I can’t describe these mixed feelings.
But Sunday night, we all went to bed except for one of my sisters at 12:45 AM (really on Monday morning), and about 30 minutes later, my sister walked in and woke us up.
She said those words that I didn’t want to hear.
‘Girls, Obachan (Japanese word for Grandma) passed away.’
Writing this makes me want to cry again; but I want to share with you what God did through the grieving. I saw the power of God to give us the opportunity for 7 weeks to share the gospel with my grandma. She didn’t know Jesus for most of my life, but there were so many encouraging signs as she got closer to passing that she was trusting in Jesus.
‘51 Behold! I tell you a mystery. We shall not all sleep, but we shall all be changed, 52 in a moment, in the twinkling of an eye, at the last trumpet. For the trumpet will sound, and the dead will be raised imperishable, and we shall be changed. 53 For this perishable body must put on the imperishable, and this mortal body must put on immortality. 54 When the perishable puts on the imperishable, and the mortal puts on immortality, then shall come to pass the saying that is written:
“Death is swallowed up in victory.”
55 “O death, where is your victory?
O death, where is your sting?”
56 The sting of death is sin, and the power of sin is the law. 57 But thanks be to God, who gives us the victory through our Lord Jesus Christ.
In the midst of the grieving, I was absolutely humbled, floored by the love of the body of Christ.
They brought over pancakes and quiche and yogurt and fruit.
One of our friends came over here at 3:45 AM in the morning.
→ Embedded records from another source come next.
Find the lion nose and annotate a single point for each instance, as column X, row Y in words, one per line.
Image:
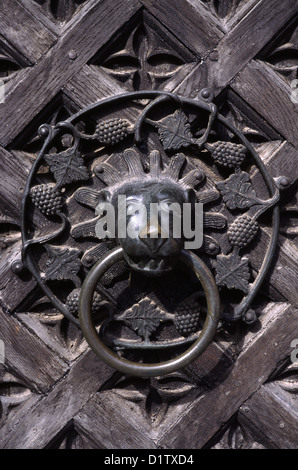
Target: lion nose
column 153, row 236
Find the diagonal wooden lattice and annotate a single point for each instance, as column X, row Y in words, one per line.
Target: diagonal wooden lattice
column 58, row 394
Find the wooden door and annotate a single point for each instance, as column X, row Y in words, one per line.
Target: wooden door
column 58, row 57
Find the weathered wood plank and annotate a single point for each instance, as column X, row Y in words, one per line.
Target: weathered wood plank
column 14, row 171
column 195, row 26
column 244, row 41
column 272, row 413
column 90, row 85
column 263, row 349
column 108, row 424
column 24, row 30
column 28, row 356
column 57, row 67
column 56, row 409
column 275, row 106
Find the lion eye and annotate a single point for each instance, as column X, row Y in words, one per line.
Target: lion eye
column 165, row 205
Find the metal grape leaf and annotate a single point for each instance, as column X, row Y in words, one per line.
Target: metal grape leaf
column 237, row 191
column 67, row 166
column 63, row 264
column 174, row 131
column 232, row 272
column 144, row 318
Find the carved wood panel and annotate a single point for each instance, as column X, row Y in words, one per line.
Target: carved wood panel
column 241, row 392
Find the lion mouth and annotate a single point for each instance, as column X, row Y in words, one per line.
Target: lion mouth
column 151, row 266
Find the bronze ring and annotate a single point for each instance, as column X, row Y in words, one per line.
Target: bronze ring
column 156, row 369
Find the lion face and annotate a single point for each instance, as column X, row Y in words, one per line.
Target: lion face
column 150, row 244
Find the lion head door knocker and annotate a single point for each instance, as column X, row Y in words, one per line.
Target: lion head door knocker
column 139, row 230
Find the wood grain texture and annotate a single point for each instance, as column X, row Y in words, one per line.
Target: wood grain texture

She said that God woke her up at 3:15 AM ish and then she saw our email. So she came over. She cried with us and laughed with us other the memories.
It’s also still been a week of learning to nourish.
I’m trying to cut back on my exercise even more, especially the cardio.
I love running, but I NEED to take care of my reproductive health. I need to be wise about it, so I’m not regretting it down the road.
So I’m learning to nourish with food that church people have brought from pancakes to pasta to salad to enchiladas.
I want you to know that grieving is part of this life, but I want to share with you that sweet hope Jesus promises in heaven of no more tears.
Revelation 21:1-4, ‘
And I saw a new heaven and a new earth: for the first heaven and the first earth were passed away; and there was no more sea.
2 And I John saw the holy city, new Jerusalem, coming down from God out of heaven, prepared as a bride adorned for her husband.
3 And I heard a great voice out of heaven saying, Behold, the tabernacle of God is with men, and he will dwell with them, and they shall be his people, and God himself shall be with them, and be their God.
4 And God shall wipe away all tears from their eyes; and there shall be no more death, neither sorrow, nor crying, neither shall there be any more pain: for the former things are passed away.’
These verses make me so excited, because sometimes the grieving on this earth is just so hard, I’m not even sure I can deal with it. But there is HOPE. Every good story. Every good movie or good book has hope, and the hope of Jesus is so real in my heart and life, knowing that death is not the end.
I’m thankful for hope. I’m still grieving. My mommy is still grieving. My sisters are still grieving.
But grateful for hope. <3
Thank you soo much Meg for the Week in Review.
Grieving: What gives you hope in grieving?
How do you still nourish even in times of grieving?